Por: Francisco Klein, Gerente General Inmobiliaria VIVA.
La construcción de viviendas sociales ha sido —y debe seguir siendo— uno de los pilares centrales de las políticas públicas de cualquier país. Garantizar que toda persona tenga acceso a una vivienda digna no es solo una meta social, sino un derecho fundamental que todo Estado debe asumir como prioridad.
El cumplimiento de las metas habitacionales impuestas, gobierno tras gobierno, requiere de una colaboración efectiva entre el sector público y el privado. Por su parte el Estado entrega los subsidios a las familias beneficiarias, mientras que las empresas privadas desarrollan y construyen los proyectos.
Históricamente, las inmobiliarias han encontrado en la vivienda social un refugio en tiempos de desaceleración económica, al representar un nicho con una buena demanda, dado el alto déficit habitacional y un pagador confiable, el Estado. Sin embargo, este equilibrio entre ambas partes depende de un compromiso mutuo: que las constructoras entreguen viviendas de calidad en los plazos comprometidos y que el Estado cumpla, con la entrega oportuna de los subsidios y pagos correspondientes.
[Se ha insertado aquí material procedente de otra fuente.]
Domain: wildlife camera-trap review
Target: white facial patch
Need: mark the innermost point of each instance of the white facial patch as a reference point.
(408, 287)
Por eso, las recientes noticias sobre impagos del Estado a empresas constructoras —y aún más, la admisión de que no existirían recursos suficientes para cubrir todos los compromisos— encienden señales de alerta graves. Este incumplimiento no solo pone en riesgo el derecho a la vivienda de miles de familias vulnerables, sino que también arrastra a las constructoras a una situación financiera crítica, impidiendo que continúen construyendo o incluso que sobrevivan.
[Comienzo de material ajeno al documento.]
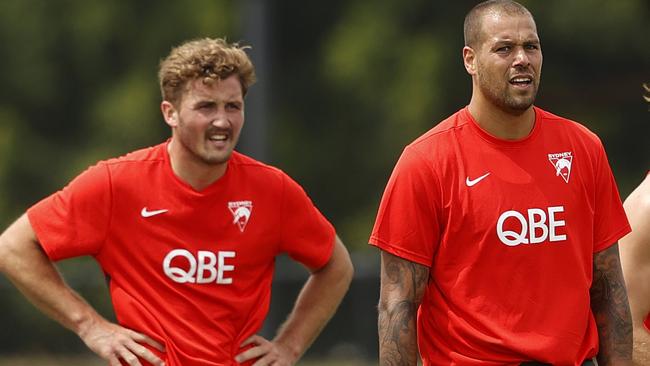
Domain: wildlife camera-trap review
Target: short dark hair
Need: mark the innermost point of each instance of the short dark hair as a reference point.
(473, 19)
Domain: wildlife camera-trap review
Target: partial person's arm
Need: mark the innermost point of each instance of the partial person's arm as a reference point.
(635, 259)
(611, 309)
(402, 286)
(316, 303)
(23, 261)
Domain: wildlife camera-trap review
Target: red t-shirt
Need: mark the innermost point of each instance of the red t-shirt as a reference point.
(508, 230)
(192, 269)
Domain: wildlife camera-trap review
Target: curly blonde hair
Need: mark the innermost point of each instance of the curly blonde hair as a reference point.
(207, 58)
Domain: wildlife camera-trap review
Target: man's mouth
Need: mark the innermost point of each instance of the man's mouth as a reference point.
(521, 80)
(218, 137)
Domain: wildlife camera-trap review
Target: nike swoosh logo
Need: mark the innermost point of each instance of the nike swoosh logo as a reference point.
(471, 182)
(147, 213)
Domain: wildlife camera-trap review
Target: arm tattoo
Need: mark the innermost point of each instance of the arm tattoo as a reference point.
(402, 287)
(611, 308)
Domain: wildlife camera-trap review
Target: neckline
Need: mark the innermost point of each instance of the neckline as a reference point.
(502, 142)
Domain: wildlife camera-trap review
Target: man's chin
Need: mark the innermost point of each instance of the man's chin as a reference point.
(215, 159)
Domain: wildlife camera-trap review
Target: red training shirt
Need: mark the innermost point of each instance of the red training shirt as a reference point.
(192, 269)
(509, 230)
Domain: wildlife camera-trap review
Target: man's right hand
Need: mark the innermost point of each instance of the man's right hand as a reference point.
(114, 343)
(23, 261)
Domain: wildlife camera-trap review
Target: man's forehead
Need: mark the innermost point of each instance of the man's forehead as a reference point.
(497, 27)
(229, 88)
Finalmente, resulta urgente reflexionar cómo es posible que el Estado haya comprometido obras sin contar con los recursos necesarios para financiarlas. Cualquiera de los escenarios —ya sea una omisión deliberada o un error de planificación— refleja una falla estructural que afecta directamente la confianza, la sostenibilidad y la continuidad de la política habitacional más importante del país.